What Model and approach should i use for my use case

Hi everyone…! I am handling a project in E-Publication domain where the objective is to identify the elements in my input document (my input will be research article documents) i need my model to correctly identify the elements in the document like which is title, author name, abstract, keywords etc… To achieve this which approach I can use whether I can go with NER or some other approach and how should I build my dataset. Can anyone guide me on this?
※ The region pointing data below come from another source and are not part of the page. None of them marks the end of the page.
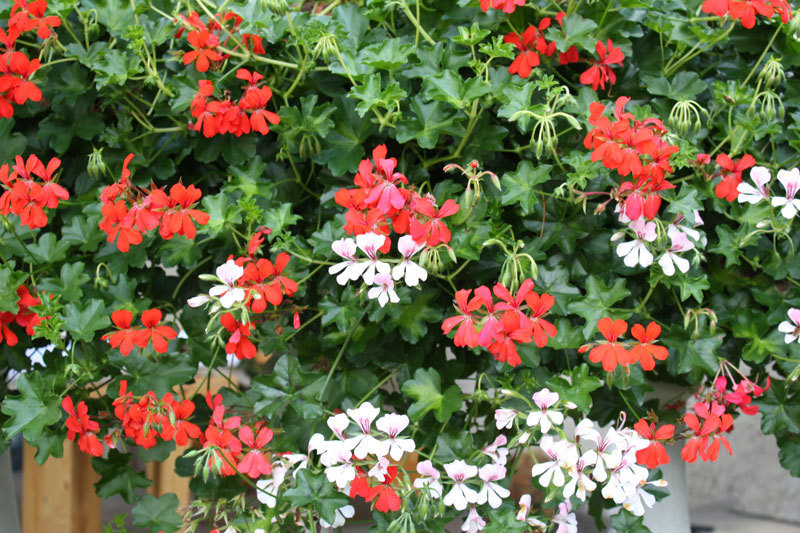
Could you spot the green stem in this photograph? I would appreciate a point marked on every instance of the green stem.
(340, 354)
(415, 22)
(761, 57)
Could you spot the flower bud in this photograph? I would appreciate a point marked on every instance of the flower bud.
(96, 166)
(279, 7)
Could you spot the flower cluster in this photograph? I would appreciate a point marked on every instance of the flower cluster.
(531, 43)
(374, 271)
(381, 204)
(600, 72)
(761, 177)
(252, 283)
(126, 336)
(226, 453)
(145, 418)
(24, 317)
(238, 118)
(81, 425)
(730, 173)
(16, 68)
(636, 251)
(130, 211)
(611, 351)
(632, 148)
(358, 461)
(587, 462)
(209, 40)
(746, 10)
(508, 6)
(500, 326)
(791, 328)
(710, 418)
(27, 197)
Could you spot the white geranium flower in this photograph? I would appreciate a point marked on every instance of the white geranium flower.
(370, 243)
(753, 195)
(461, 494)
(635, 252)
(383, 290)
(392, 424)
(492, 492)
(545, 418)
(791, 329)
(670, 259)
(228, 293)
(790, 179)
(429, 478)
(342, 514)
(351, 268)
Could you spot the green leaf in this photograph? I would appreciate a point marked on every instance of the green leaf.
(117, 477)
(372, 96)
(157, 514)
(288, 385)
(579, 387)
(160, 376)
(81, 322)
(48, 249)
(779, 410)
(83, 231)
(599, 301)
(279, 219)
(389, 54)
(69, 285)
(684, 86)
(685, 203)
(10, 280)
(426, 389)
(413, 318)
(35, 407)
(448, 86)
(515, 98)
(13, 143)
(575, 30)
(430, 121)
(729, 245)
(699, 354)
(519, 186)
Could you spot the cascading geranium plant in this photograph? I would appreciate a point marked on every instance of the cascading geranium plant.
(448, 244)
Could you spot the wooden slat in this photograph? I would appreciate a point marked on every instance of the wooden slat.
(59, 496)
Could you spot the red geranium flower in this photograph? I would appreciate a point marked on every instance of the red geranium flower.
(727, 188)
(158, 334)
(204, 43)
(387, 498)
(600, 73)
(610, 353)
(655, 454)
(646, 351)
(125, 338)
(466, 335)
(531, 43)
(238, 344)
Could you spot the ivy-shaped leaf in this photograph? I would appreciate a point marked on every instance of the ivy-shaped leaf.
(426, 390)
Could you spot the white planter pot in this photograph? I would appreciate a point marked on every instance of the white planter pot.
(670, 515)
(9, 512)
If you have some training data, I mean some documents with their elements already identified, you could try if you could finetune some LLM to predict the elements when feeded the documents.

We have tried that in this notebook with OpenAI GPT3; here the curated metadata are the ground-truth data and the generated metadata are the output of the:

Curated metadata:
Author: Mantula, Paula
Supervisor: Docent Satu Mäkelä, Tampere University
Supervisor: Professor Emeritus Jukka Mustonen, Tampere University
Faculty: Lääketieteen ja terveysteknologian tiedekunta - Faculty of Medicine and Health Technology
Opponent: Professor Risto Tertti, University of Turku
Organization: Tampere University
Reviewer: Docent Mari Kanerva , University of Helsinki
Reviewer: Docent Risto Ikäheimo, University of Oulu
Issued: 2021-04-16
ISBN (online): 978-952-03-1880-2
URN: URN:ISBN:978-952-03-1880-2
Language: eng
Publisher: Tampere University
ISSN (online): 2490-0028
ISBN (printed): 978­952­03­1879­6
Series name: Tampere University Dissertations - Tampereen yliopiston väitöskirjat
Number in series: 385
ISSN (printed): 2489-9860
Degree program: Lääketieteen, biotieteiden ja biolääketieteen tekniikan tohtoriohjelma - Doctoral Programme in Medicine, Biosciences and Biomedical Engineering
Title: Role of Urinary Findings and Adipokines in Puumala Virus-induced Acute Kidney Injury
COAR type: doctoral thesis
OKM type: G5 Artikkeliväitöskirja
Thesis level: Artikkeliväitöskirja
---
Generated metadata:

Author: Mantula, Paula
Supervisor: Docent Satu Mäkelä, Tampere University
Faculty: Lääketieteen ja terveysteknologian tiedekunta - Faculty of Medicine and Health Sciences
Opponent: Professor Risto Tertti, University of Turku
Organization: Tampere University
Reviewer: Docent Risto Ikäheimo, Docent Mari Kanerva, University of Oulu
Reviewer: Professor Emeritus Jukka Mustonen, Tampere University
Issued: 2021-03-04
ISBN (online): 978-952-03-1880-2
URN: URN:ISBN:978-952-03-1880-2
Language: eng
Publisher: Tampere University
ISSN (online): 2490-0028
ISBN (printed): 978-952-03-1879-6
Series name: Tampere University Dissertations - Tampereen yliopiston väitöskirjat
Number in series: 385
ISSN (printed): 2489-9860
Degree program: Farmakologian, lääketieteen ja biotieteiden tohtoriohjelma - Doctoral Programme in Medicinal and Clinical Biochemistry
Title: Role of Urinary Findings and Adipokines in Puumala Virus-induced Acute Kidney Injury
COAR type: doctoral thesis
OKM type: G4 Monografiaväitöskirja
Thesis level: Monografiaväitöskirja

In the repo there are also other experiments with other LLMs. The results table shows that also small, open LLMs can produce as good as or even better results than GPT3.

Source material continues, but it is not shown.